Untuk satu kilogram uni di jepang harganya berkisar antara 50 sampai 500 dollar. Konsumsi akan uni dijepang sangatlah tinggi dan masyarakat jepang pun menduduki peringkat pertama pengkonsumsi produk bulu babi di dunia dengan 90% persen produk bulu babi dunia dikonsumsi oleh masyarakat jepang.
Penangkapan bulu babi yang berlebihan di jepang yang telah belangsung selama lebih dari 100 tahun ternyata berpengaruh pada populasi bulu babi di jepang. Kini mereka harus mengimpor bulu babi dari beberapa negara lain untuk memenuhi kebutuhan akan bulu babi yang tinggi.

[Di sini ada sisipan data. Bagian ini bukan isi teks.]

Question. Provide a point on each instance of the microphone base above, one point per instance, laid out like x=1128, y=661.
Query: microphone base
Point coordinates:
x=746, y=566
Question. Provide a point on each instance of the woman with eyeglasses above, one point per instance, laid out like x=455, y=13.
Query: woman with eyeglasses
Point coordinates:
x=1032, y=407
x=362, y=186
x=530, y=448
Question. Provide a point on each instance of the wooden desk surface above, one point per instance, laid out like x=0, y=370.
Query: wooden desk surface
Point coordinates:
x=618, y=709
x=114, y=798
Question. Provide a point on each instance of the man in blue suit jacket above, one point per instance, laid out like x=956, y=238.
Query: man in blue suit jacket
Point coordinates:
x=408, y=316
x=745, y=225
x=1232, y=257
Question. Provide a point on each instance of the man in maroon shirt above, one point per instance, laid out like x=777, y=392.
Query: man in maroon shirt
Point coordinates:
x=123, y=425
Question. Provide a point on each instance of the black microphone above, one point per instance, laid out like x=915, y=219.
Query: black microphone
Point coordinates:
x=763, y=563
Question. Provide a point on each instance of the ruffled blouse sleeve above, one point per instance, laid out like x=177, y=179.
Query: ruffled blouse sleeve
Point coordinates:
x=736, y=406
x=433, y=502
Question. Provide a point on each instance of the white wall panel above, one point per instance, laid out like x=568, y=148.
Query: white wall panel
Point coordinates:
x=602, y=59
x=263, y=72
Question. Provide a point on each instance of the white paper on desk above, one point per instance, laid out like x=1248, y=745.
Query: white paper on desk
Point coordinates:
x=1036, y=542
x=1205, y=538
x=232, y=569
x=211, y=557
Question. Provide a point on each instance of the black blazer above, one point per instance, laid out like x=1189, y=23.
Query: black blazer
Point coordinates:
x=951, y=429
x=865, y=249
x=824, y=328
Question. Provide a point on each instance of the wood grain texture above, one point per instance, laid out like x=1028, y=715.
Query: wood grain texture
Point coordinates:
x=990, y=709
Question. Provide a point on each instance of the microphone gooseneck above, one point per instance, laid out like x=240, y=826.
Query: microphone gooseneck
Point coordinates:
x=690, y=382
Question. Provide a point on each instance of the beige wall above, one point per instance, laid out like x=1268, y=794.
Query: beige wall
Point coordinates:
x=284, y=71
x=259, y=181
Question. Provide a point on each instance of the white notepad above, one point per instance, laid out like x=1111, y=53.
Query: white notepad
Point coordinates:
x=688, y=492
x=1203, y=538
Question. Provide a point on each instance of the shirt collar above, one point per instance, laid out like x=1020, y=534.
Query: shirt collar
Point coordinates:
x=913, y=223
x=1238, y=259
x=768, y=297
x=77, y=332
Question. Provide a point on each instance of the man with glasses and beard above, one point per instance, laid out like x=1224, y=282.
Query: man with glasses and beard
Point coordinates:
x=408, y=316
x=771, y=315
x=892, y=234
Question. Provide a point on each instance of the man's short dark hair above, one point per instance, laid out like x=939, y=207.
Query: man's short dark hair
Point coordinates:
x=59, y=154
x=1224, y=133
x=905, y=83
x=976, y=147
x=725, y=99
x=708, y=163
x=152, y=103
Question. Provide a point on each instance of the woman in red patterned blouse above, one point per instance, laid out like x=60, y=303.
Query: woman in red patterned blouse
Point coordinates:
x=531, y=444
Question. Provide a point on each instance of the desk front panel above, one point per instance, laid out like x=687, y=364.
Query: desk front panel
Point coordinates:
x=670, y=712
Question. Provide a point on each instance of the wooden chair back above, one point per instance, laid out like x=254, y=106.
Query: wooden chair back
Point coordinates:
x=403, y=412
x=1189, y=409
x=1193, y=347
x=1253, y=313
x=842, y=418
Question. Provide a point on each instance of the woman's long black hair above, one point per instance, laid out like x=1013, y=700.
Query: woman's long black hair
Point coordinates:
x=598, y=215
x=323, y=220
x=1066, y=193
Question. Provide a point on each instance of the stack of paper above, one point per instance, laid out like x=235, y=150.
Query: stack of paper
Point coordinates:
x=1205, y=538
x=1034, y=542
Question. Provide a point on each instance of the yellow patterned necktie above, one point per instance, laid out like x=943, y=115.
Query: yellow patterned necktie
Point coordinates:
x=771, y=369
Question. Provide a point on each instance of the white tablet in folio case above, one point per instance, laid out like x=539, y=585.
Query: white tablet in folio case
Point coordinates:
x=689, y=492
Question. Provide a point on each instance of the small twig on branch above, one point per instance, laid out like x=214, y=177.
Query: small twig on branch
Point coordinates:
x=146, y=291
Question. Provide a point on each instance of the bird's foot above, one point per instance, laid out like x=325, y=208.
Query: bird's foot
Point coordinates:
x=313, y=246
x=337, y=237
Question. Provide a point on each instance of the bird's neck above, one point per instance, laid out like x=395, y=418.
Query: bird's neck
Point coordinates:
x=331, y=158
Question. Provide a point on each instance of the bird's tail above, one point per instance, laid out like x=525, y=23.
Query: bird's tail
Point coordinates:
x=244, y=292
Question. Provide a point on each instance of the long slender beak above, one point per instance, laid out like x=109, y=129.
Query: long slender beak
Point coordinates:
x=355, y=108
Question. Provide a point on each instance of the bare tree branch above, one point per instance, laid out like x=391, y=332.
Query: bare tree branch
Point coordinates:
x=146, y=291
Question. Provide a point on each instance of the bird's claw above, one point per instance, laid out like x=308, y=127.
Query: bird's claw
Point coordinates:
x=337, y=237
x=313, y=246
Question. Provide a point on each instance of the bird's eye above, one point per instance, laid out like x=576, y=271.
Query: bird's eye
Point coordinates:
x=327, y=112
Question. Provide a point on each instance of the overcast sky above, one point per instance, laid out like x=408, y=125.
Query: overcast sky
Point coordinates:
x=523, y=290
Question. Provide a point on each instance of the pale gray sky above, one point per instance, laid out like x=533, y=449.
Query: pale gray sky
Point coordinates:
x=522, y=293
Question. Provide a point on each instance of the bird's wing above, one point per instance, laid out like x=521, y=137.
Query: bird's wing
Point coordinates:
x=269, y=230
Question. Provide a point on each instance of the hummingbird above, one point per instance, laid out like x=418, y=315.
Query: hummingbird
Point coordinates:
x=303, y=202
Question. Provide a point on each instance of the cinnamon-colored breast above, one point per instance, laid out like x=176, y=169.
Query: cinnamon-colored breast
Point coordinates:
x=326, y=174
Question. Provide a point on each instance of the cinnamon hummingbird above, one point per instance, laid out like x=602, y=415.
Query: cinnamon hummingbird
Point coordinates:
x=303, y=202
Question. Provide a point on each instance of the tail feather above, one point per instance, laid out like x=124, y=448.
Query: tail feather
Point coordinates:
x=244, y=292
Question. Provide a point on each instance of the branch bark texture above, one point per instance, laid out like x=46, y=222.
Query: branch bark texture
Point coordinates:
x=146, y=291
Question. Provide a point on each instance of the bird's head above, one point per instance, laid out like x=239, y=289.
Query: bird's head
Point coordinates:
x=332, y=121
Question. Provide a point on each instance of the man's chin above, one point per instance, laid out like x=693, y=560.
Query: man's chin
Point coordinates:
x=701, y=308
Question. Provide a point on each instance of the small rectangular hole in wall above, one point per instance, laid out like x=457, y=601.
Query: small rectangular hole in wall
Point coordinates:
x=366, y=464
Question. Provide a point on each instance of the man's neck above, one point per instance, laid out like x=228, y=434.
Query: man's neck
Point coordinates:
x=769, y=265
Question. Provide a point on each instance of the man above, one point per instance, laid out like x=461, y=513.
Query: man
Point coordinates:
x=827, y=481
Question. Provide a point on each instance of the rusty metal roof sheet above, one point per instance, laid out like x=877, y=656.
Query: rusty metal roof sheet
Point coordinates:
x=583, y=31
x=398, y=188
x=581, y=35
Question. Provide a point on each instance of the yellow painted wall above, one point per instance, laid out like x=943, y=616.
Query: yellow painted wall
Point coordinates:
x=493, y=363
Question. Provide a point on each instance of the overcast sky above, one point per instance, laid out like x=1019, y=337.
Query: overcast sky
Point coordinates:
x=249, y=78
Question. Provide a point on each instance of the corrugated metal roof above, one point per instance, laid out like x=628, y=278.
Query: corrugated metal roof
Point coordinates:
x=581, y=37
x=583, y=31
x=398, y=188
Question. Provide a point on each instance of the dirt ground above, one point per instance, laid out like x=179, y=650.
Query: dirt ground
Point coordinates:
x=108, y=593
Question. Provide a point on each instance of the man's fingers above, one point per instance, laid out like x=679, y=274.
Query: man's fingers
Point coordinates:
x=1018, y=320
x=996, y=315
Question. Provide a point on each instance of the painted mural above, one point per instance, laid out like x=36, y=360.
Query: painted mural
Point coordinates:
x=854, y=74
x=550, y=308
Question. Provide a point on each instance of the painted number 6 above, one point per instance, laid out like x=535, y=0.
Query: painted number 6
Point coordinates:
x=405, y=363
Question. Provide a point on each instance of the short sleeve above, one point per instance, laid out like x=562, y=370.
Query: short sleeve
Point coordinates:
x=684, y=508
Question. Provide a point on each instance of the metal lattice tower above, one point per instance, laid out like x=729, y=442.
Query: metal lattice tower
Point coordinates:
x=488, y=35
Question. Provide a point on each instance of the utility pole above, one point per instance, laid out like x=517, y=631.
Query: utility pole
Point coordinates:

Indonesia sebagai negara kepulauan yang memiliki garis pantai membentang dari sabang sampai merauke dan terpanjang kedua di dunia memiliki potensi untuk menjadi produsen bulu babi terbesar di dunia. 

Namun, kurangnya pengetahuan masyarakat akan potensi bulu babi menyebabkan bulu babi belum banyak dilirik untuk dikembangkan. 

Selama ini di Indonesia pasokan bulu babi hanya berasal dari pengumpulan dan penangkapan dari nelayan di alam terbuka untuk dijual pada komoditi pasar lokal dan bukan untuk pasar ekspor. Padahal potensi bulu babi untuk pasar ekspor sangatlah menjanjikan. 

Namun, dikhawatirkan tanpa adanya upaya pembudidayaan dan perburuan secara terus menerus populasi bulu babi akan berkurang. Oleh sebab itu, perlunya pengembangan budidaya bulu babi secara khusus. 

Bulu babi memiliki pertumbuhan yang relatif cepat dan makanan utama bulu babi berasal dari rumput laut dan juga plankton. 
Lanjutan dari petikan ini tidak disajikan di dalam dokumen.